Fujitsu and KDDI Achieve Breakthrough in Optical Fiber Transmission Technology

Fujitsu and KDDI Research have announced a significant leap in optical fiber transmission technology, unveiling a breakthrough in large-capacity multiband wavelength multiplexing.
KDDI AU store JapanLeveraging existing optical fibers, the technology enables transmission across various wavelength bands beyond the commonly utilized C band, promising a substantial increase in communication traffic.

This innovation allows for transmission at an unprecedented 5.2 times the wavelength multiplicity of current commercial optical transmission technology. By tapping into wavelength bands such as the L band, S band, U band, and O band, typically unused in medium- and long-distance commercial optical communications, this advancement offers an efficient means of boosting communication traffic using installed optical fiber facilities.

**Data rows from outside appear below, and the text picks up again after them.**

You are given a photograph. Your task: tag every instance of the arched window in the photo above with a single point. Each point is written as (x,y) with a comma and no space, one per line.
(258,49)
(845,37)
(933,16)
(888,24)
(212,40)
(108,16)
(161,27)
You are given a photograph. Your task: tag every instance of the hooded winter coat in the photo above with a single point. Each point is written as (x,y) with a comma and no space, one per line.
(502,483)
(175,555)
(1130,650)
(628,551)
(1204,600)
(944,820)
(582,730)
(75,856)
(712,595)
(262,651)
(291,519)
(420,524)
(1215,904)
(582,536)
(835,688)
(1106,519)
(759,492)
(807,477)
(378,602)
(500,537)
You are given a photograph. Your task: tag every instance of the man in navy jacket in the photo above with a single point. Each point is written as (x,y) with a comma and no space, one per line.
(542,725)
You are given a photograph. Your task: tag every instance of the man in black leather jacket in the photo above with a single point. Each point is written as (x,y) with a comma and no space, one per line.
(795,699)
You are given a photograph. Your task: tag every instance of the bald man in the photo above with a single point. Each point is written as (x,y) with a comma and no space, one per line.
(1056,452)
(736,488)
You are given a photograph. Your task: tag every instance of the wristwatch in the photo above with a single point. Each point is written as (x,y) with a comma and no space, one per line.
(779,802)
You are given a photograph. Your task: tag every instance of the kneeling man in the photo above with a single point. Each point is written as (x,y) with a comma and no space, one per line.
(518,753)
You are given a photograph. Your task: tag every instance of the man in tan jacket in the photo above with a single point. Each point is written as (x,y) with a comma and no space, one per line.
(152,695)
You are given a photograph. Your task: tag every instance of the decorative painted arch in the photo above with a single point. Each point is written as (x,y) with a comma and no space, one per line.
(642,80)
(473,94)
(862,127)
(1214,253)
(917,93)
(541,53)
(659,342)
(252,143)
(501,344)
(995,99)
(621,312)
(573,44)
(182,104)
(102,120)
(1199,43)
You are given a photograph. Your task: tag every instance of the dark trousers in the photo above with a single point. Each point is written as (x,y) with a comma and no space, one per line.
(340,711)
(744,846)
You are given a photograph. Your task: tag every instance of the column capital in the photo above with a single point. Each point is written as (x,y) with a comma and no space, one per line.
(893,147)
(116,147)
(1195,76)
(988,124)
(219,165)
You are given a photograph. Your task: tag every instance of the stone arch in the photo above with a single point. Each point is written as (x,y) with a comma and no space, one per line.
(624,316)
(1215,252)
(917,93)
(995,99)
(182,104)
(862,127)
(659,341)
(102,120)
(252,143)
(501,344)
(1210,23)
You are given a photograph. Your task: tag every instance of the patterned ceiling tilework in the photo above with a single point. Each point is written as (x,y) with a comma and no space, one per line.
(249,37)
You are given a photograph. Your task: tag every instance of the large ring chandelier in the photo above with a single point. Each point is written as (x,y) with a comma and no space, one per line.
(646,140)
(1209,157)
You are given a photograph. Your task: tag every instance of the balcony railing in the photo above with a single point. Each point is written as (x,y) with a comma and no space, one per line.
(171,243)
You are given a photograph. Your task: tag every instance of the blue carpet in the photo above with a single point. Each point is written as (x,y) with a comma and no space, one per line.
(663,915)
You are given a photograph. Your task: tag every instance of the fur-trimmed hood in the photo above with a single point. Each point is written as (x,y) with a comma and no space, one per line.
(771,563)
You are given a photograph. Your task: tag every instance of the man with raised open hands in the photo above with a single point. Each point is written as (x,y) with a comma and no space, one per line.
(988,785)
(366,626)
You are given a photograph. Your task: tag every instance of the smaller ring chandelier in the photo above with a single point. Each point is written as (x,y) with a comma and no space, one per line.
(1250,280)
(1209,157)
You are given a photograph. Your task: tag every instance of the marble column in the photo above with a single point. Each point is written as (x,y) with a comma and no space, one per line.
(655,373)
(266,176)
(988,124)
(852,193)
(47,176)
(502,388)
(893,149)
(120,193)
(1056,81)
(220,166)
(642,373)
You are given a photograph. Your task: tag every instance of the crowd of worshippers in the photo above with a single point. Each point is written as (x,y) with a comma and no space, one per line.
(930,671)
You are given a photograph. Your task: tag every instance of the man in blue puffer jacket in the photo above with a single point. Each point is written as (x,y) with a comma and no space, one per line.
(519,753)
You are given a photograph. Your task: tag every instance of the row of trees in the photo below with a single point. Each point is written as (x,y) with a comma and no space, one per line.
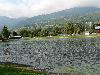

The development, part of Japan’s initiative for post-5G information and communications systems, aimed to strengthen core technologies in line with the demands for services reliant on IoT, AI, and big data analysis. Over the course of the project, Fujitsu and KDDI Research successfully expanded the spectrum of utilized wavelength bands, overcoming limitations associated with the C band’s capacity constraints.

The project resulted in the creation of a simulation model by Fujitsu, accounting for transmission performance degradation in multiband transmission. This model enabled high-precision simulations, minimizing errors and considering interactions between bands and transmission performance degradation factors.

KDDI Research’s contribution focused on leveraging the O band, previously underutilized in high-density wavelength division multiplexing (DWDM) transmission. Their research allowed for the utilization of twice the frequency bandwidth of the conventional C band in O-band transmission, achieving multiband wavelength multiplexed transmission over a considerable distance.

The established technology not only facilitates multiband dense wavelength division multiplexing (DWDM) transmission but also ensures coherent DWDM transmission in the O band, traditionally challenging due to non-linear noise effects. The method minimizes the impact of nonlinear noise, optimizing transmission even without extensive signal compensation, thereby reducing the load on digital signal processing and enhancing energy efficiency.

This breakthrough holds immense promise for revolutionizing communication infrastructure, particularly in urban and densely populated areas, where expanding transmission capacity proves challenging. The technology not only offers a cost-effective and efficient means of increasing communication traffic but also reduces service deployment time and operational costs significantly.

The successful demonstration of multiband wavelength multiplexed transmission over existing optical fibers showcases a transformative milestone in enhancing communication networks, poised to meet the escalating demands of evolving digital services.